Gesture images from two gesture databases are used in this study, which includes grayscale images for Database I and color images for Database II. Both databases are indigenously developed by capturing static gesture of 24 ASL hand alphabet images from 10 volunteers using VGA Logitech Webcam (C120). Each volunteer provides a guide of postures as appear in the ASL browser developed by Michigan State University and BGU-ASL DB [3]. Database I consists of 2400 hand alphabet grayscale images with spatial resolution of \(320\times 240\) pixels. Each ASL hand alphabet contains 100 images with 10 samples per volunteer. The ASL hand alphabets are performed by every volunteer against an uniform black background based on different angle, position and distance from camera under different lighting condition. Database II also contains 2400 ASL hand alphabet color images with spatial resolution of \(320\times 240\) pixels. Each ASL hand alphabet comprises of 100 images; 10 samples are performed by each volunteer against a nonuniform background with variations of angle, position and size changes under different lighting condition. This nonuniform background allows to test robustness of the gesture recognition algorithm.

3 Proposed framework

The proposed static hand gesture recognition method consists of following four stages: preprocessing, feature extraction, feature selection and classification.

3.1 Preprocessing

Preprocessing stage of the proposed method comprises of following steps: image enhancement, segmentation, rotation and morphological filtering.
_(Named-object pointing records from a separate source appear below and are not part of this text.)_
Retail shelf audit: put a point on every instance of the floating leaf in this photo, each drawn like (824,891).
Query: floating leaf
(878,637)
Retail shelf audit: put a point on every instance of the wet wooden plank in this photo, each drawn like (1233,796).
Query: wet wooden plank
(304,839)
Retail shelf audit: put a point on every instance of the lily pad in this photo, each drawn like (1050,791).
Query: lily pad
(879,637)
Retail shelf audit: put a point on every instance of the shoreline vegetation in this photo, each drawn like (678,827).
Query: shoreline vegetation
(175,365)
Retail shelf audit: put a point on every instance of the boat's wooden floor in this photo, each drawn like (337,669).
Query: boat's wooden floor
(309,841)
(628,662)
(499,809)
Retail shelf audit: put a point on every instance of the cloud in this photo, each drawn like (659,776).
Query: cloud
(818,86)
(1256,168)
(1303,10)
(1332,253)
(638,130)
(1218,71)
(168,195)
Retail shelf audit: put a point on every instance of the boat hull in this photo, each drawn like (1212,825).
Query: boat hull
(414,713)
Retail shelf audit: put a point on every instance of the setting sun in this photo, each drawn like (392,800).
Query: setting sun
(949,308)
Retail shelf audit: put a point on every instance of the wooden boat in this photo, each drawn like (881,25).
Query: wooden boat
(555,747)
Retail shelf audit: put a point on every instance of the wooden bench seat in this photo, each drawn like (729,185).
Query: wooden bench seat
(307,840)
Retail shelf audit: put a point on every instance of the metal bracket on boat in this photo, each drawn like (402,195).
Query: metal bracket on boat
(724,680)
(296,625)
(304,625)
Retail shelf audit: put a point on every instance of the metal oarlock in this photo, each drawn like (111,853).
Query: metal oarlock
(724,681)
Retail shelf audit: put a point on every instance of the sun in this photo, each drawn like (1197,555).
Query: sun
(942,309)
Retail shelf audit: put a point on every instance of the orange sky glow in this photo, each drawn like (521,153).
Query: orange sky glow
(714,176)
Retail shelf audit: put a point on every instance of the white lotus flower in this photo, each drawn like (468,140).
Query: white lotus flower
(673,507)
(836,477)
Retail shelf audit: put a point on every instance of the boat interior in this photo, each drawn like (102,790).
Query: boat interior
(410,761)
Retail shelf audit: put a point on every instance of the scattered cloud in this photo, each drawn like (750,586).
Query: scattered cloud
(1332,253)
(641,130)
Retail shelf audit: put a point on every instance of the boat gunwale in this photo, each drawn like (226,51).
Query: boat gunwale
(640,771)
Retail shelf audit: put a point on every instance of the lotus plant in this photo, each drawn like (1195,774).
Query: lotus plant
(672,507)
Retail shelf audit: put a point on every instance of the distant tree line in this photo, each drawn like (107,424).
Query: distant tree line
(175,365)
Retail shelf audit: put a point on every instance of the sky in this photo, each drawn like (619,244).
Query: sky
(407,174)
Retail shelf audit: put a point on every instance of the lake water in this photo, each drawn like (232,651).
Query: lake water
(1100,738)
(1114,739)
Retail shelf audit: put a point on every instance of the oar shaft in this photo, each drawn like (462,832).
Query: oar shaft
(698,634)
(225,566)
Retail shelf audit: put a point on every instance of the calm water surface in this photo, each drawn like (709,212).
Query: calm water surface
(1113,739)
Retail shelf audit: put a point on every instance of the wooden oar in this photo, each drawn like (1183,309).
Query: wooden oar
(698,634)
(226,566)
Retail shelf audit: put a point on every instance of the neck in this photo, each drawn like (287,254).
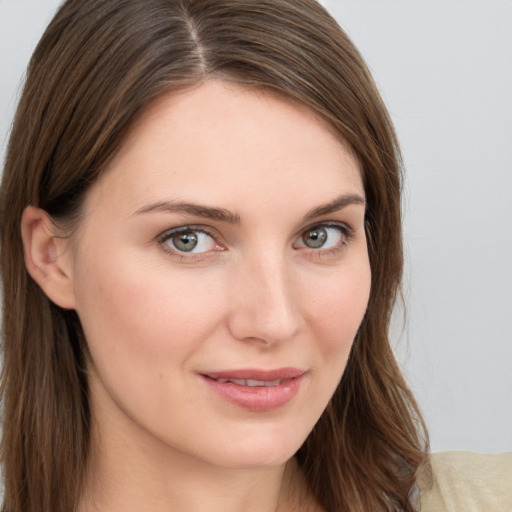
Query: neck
(127,476)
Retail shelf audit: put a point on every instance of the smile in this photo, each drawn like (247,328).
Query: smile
(256,390)
(252,383)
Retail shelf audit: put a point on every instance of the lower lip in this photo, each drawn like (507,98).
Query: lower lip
(257,398)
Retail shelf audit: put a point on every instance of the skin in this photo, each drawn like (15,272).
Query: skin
(253,296)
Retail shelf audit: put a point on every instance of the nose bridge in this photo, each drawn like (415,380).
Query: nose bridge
(264,305)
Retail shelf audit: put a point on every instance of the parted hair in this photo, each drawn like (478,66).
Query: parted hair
(97,66)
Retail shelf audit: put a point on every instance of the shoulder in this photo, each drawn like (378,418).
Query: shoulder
(467,482)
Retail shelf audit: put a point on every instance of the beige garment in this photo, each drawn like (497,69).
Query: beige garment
(468,482)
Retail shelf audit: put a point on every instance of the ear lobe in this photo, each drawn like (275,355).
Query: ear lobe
(47,257)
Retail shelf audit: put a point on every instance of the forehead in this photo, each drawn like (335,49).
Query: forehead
(225,142)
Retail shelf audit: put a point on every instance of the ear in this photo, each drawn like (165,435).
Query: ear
(47,257)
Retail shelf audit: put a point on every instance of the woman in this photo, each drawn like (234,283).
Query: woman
(209,201)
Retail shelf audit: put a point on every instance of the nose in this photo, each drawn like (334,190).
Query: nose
(264,307)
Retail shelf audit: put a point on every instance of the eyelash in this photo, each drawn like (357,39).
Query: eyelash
(346,236)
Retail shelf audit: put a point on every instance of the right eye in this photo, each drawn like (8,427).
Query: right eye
(188,240)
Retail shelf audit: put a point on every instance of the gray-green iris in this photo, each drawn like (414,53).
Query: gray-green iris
(315,238)
(185,242)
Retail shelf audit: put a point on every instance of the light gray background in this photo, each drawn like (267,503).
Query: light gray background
(445,71)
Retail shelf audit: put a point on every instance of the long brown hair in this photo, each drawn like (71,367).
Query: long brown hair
(99,63)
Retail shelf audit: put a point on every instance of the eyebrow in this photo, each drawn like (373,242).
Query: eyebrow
(223,215)
(335,205)
(207,212)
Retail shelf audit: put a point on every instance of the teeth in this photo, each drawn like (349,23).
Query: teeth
(251,382)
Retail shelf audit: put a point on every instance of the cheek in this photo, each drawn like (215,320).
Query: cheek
(337,307)
(134,314)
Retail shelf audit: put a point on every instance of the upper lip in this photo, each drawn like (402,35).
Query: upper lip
(256,374)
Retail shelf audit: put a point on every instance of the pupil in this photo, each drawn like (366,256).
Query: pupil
(315,238)
(185,241)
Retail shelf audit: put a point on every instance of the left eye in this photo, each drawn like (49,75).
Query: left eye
(321,237)
(189,241)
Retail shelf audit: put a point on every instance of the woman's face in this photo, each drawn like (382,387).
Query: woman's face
(220,272)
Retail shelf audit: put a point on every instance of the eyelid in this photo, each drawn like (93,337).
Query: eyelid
(189,256)
(347,234)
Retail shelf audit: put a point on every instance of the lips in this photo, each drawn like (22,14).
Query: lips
(256,390)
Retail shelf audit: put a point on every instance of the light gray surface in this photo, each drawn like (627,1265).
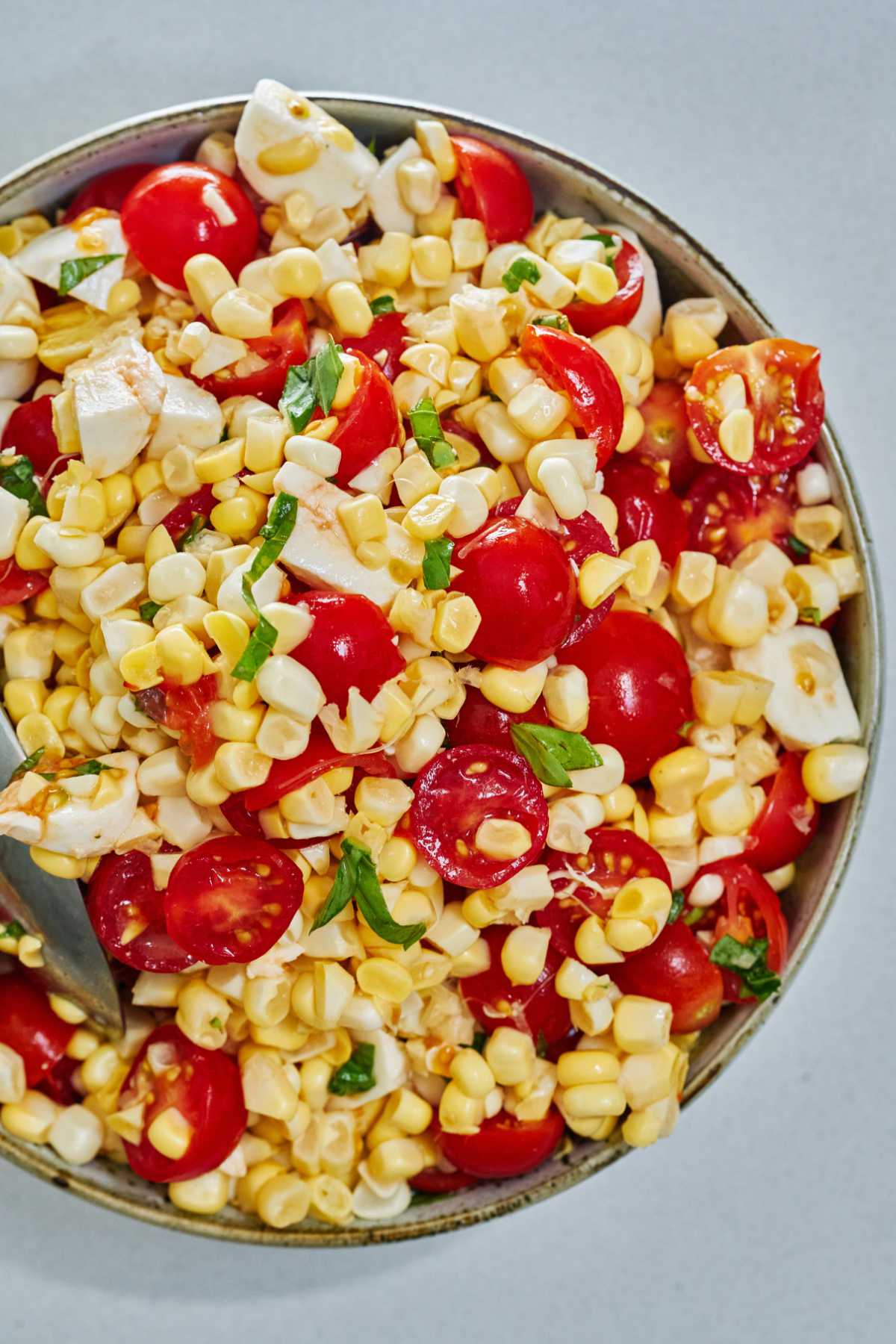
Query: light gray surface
(768,129)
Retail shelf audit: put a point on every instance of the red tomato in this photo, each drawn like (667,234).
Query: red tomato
(648,508)
(231,898)
(167,221)
(30,1026)
(504,1147)
(788,820)
(287,344)
(383,343)
(349,645)
(458,791)
(108,191)
(590,319)
(128,914)
(203,1085)
(523,586)
(640,688)
(494,1001)
(677,971)
(783,393)
(571,366)
(492,188)
(729,512)
(615,858)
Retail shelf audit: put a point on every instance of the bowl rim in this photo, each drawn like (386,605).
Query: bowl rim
(47,166)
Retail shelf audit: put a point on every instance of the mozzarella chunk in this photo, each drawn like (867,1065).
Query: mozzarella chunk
(319,550)
(810,703)
(274,114)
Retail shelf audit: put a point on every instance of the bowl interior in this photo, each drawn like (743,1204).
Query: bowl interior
(685,269)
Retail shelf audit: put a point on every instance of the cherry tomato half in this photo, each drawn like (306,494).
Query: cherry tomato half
(786,821)
(640,688)
(504,1145)
(492,188)
(30,1026)
(571,366)
(783,393)
(203,1085)
(494,1001)
(590,319)
(128,914)
(231,898)
(457,792)
(675,969)
(524,589)
(167,218)
(586,883)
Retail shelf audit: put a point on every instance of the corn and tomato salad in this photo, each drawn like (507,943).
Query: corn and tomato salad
(420,643)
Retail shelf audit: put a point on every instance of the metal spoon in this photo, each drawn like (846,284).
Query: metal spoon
(54,910)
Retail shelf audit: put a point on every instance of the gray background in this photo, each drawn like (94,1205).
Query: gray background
(768,129)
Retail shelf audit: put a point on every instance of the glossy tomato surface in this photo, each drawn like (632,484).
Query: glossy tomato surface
(523,586)
(455,793)
(638,685)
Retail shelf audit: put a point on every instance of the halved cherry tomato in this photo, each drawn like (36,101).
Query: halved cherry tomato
(590,319)
(108,191)
(203,1085)
(385,343)
(349,644)
(640,688)
(494,1001)
(457,792)
(128,914)
(786,821)
(648,507)
(30,1026)
(729,512)
(523,586)
(504,1145)
(675,969)
(167,220)
(573,366)
(586,883)
(287,344)
(230,900)
(492,188)
(747,909)
(783,393)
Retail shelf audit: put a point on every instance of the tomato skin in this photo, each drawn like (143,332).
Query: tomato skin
(231,898)
(30,1026)
(461,788)
(648,508)
(524,589)
(571,366)
(504,1147)
(206,1089)
(122,890)
(590,319)
(675,969)
(166,221)
(640,688)
(782,385)
(492,188)
(788,820)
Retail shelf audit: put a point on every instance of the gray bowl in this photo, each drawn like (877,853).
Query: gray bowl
(685,268)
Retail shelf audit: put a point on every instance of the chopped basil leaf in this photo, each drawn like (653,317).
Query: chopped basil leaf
(356,1074)
(19,480)
(519,270)
(437,564)
(553,753)
(73,272)
(311,385)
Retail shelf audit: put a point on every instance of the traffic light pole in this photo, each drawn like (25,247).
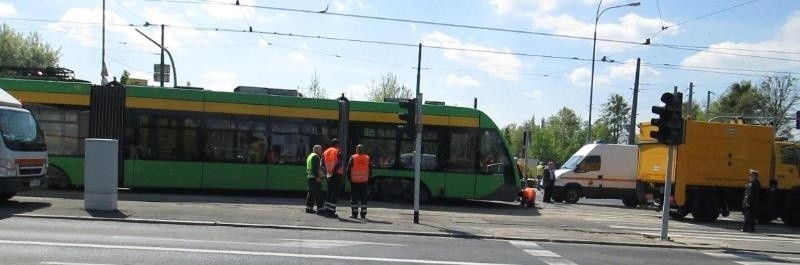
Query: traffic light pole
(667,194)
(418,144)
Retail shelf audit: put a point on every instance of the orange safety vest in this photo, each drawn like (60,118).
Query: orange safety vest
(359,173)
(331,156)
(529,195)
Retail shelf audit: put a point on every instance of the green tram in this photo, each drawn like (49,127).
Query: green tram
(200,139)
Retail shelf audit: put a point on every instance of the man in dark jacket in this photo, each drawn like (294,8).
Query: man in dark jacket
(548,179)
(750,202)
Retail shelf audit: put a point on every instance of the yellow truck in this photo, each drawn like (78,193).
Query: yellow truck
(711,171)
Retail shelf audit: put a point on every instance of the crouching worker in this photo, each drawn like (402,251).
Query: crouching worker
(527,197)
(359,173)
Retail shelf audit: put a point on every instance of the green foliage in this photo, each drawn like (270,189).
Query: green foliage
(781,96)
(19,51)
(612,127)
(314,90)
(388,88)
(740,99)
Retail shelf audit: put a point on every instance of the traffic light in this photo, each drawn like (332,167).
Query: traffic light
(670,123)
(797,120)
(409,117)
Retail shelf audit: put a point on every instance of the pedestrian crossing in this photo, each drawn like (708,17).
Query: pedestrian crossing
(724,230)
(546,256)
(753,258)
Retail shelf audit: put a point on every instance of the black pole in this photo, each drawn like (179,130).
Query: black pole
(161,67)
(632,129)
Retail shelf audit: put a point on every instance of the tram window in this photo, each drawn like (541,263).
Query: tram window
(462,152)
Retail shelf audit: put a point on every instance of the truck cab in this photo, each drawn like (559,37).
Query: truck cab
(603,171)
(23,152)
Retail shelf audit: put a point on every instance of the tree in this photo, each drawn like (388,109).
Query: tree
(314,90)
(616,118)
(16,50)
(740,99)
(780,96)
(124,78)
(388,88)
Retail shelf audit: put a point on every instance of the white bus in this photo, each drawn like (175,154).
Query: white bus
(23,152)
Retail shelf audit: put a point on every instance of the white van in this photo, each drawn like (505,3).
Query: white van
(603,171)
(23,152)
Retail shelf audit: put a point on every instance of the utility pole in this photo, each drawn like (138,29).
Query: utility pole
(708,103)
(691,103)
(162,56)
(632,129)
(418,141)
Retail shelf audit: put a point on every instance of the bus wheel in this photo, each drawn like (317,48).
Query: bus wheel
(572,194)
(705,208)
(6,195)
(630,201)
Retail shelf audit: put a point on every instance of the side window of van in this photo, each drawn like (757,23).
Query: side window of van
(591,163)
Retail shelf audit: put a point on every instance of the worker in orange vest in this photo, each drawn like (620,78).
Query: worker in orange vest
(334,171)
(359,173)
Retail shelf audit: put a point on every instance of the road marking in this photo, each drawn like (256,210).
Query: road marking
(238,252)
(746,258)
(546,256)
(550,261)
(70,263)
(310,243)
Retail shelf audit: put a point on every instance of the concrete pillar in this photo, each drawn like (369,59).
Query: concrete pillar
(100,178)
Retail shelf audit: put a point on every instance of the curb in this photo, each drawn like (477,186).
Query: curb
(371,231)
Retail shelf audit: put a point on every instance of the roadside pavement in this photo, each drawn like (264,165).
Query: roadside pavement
(470,219)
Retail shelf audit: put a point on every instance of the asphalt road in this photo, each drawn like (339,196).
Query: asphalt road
(66,242)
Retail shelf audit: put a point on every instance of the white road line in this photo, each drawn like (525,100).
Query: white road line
(311,243)
(552,261)
(237,252)
(761,263)
(70,263)
(727,238)
(542,253)
(780,236)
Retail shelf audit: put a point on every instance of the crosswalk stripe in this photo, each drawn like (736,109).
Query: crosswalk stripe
(542,253)
(552,261)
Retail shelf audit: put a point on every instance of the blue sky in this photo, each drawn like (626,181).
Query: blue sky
(511,84)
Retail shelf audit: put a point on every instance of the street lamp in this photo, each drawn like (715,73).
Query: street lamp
(594,45)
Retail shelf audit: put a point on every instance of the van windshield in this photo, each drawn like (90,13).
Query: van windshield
(572,162)
(20,131)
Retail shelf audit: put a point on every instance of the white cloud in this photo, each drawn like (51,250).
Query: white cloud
(348,5)
(357,92)
(627,71)
(7,10)
(505,66)
(220,80)
(262,43)
(581,77)
(535,94)
(461,81)
(298,57)
(523,8)
(786,39)
(630,27)
(76,24)
(222,10)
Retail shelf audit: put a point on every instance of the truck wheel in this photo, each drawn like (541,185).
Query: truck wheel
(630,201)
(6,195)
(572,194)
(705,208)
(680,214)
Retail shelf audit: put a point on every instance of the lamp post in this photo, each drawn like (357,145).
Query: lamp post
(594,45)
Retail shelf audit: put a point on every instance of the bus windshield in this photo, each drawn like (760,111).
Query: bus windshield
(572,162)
(20,131)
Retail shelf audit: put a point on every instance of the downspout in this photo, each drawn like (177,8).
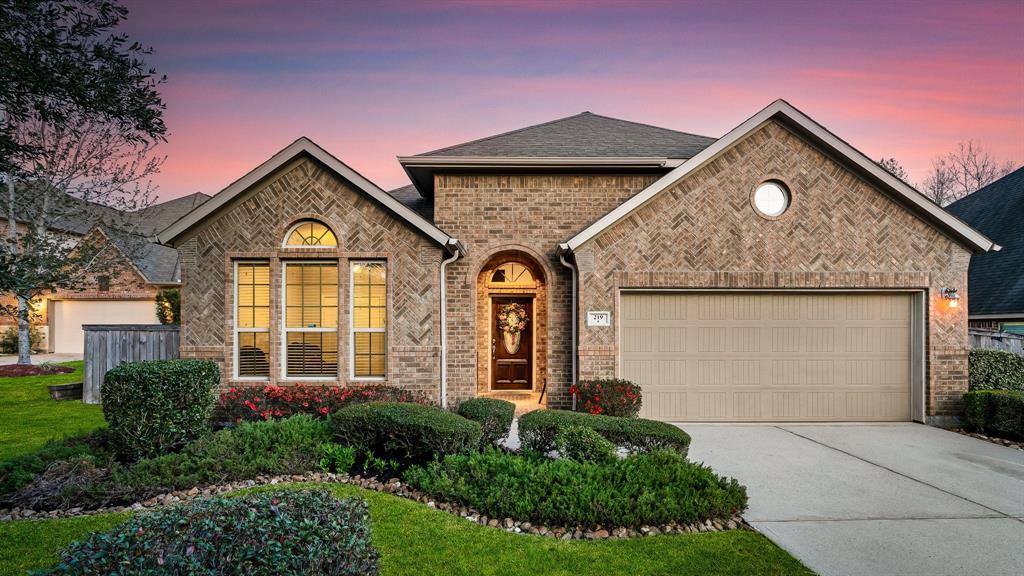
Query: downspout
(457,251)
(562,250)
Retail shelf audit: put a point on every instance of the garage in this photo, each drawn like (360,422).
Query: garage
(67,317)
(772,356)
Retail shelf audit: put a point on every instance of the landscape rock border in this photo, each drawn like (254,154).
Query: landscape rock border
(396,488)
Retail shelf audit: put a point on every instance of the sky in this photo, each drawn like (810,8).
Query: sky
(372,81)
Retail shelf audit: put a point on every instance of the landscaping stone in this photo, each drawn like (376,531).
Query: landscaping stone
(392,486)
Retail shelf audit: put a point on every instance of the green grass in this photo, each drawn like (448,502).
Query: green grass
(31,417)
(415,539)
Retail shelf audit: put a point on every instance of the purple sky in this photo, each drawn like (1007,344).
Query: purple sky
(372,81)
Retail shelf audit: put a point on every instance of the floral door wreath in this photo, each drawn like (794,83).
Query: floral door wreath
(512,318)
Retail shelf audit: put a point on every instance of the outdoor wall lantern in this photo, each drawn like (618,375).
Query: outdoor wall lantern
(950,296)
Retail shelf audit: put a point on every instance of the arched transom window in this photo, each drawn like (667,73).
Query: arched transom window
(310,233)
(513,275)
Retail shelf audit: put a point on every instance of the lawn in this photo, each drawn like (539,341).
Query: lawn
(31,418)
(415,539)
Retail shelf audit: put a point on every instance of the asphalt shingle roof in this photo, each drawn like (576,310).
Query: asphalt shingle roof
(995,283)
(409,196)
(584,135)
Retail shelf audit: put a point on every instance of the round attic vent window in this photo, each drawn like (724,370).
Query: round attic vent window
(771,199)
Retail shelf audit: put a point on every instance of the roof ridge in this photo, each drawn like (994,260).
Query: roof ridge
(646,125)
(493,136)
Figures 1 and 2 show the results at different steps of preprocessing for a gesture image of Databases I and II, respectively.

Fig. 1
figure 1

Results of preprocessing stage for a grayscale image of Database I. a Original gesture image. b Enhanced image. c Otsu segmented image. d Rotated image. e Morphological filtered image

Fig. 2
figure 2

Results of preprocessing stage for a color image of Database II. a Original gesture image. b Enhanced image. c Detected skin color region. d Final segmented image. e Rotated image. f Morphological filtered image

3.1.1 Image enhancement

For grayscale images of Database I, this work uses homomorphic filtering [18] technique to enhance hand gesture images by normalizing illumination variation within it. For color images of Database II, this work utilizes gray world technique [19] to enhance gesture images by compensating the variation of light. Figures 1b and 2b represent the results of image enhancement done by homomorphic filtering and gray world techniques, respectively.

3.1.2 Segmentation

The objective of segmentation is to extract the hand region from the background of the gesture image. For grayscale images of Database I, the hand region of the enhanced gesture image is segmented using Otsu segmentation method [20]. The result of Otsu segmentation method is shown in Fig. 1c. For color image of Database II, the hand is segmented from background of the enhanced gesture image using skin color detection method in YCbCr color space [21]. In this work, a pixel is considered as skin pixel if \(Th<Y<255\), \(85<Cb<128\) and \(129<Cr<185\), where Th is (1 / 3) of average Y value of all pixels. The skin color detection result for hand gesture image is shown in Fig. 2c. From the detection result, it is observed that the skin color detection image also contains other skin color objects not belonging to hand region. Therefore, the hand region is assumed to be largest connected skin color object, and other detected skin color objects are filtered out by comparing their area. The final segmented output is shown in Fig. 2d.

3.1.3 Rotation

In this work, an image rotation technique is proposed to make segmented image rotation invariant using the direction of the first principal component. Stepwise description of the proposed technique is as follows.

  1. 1.

    First, represent all nonzero pixel position of segmented gesture as \(H =[{X_1,\, X_2,\, X_3,\ldots ,X_M }]\), where H is the position vector, \(X_i=[{x_{i1} \,y_{i1}}]^\mathrm{T}\) is the position of ith nonzero pixel with respect to the input coordinate system, and M is total number of nonzero pixels in segmented gesture.

  2. 2.

    Compute covariance matrix \(C= ({H - \bar{X}})({H - \bar{X}})^\mathrm{T}\), where \(\bar{X}=[\bar{x}_1\,\bar{y}_1]^\mathrm{T}\) is the centroid of the segmented gesture.

  3. 3.

    Compute eigenvalues and eigenvectors of C, and find the first principal component. Let, eigenvalues of C are \(\lambda _1 \) and \(\lambda _2\) and corresponding eigenvectors are \(e_1=[e_{11}\,e_{21}]^\mathrm{T}\) and \(e_2=[e_{21}\,e_{22}]^\mathrm{T}\). Since \(\lambda _1 > \lambda _2\), therefore \(e_1=[e_{11}\,e_{21}]^\mathrm{T} \) is the first principal component of segmented gesture.

  4. 4.

    Compute the direction of the first principal component as \({\hbox {direction}} = \tan ^{-1} ({{{e_{21} }}/{{e_{11} }}})\).

  5. 5.

    Find the rotation angle between the first principal axes of the segmented hand gesture and vertical axes.

  6. 6.

    Finally, rotate the segmented hand gesture, so that the first principal axes of the segmented hand gesture coincide with vertical axes.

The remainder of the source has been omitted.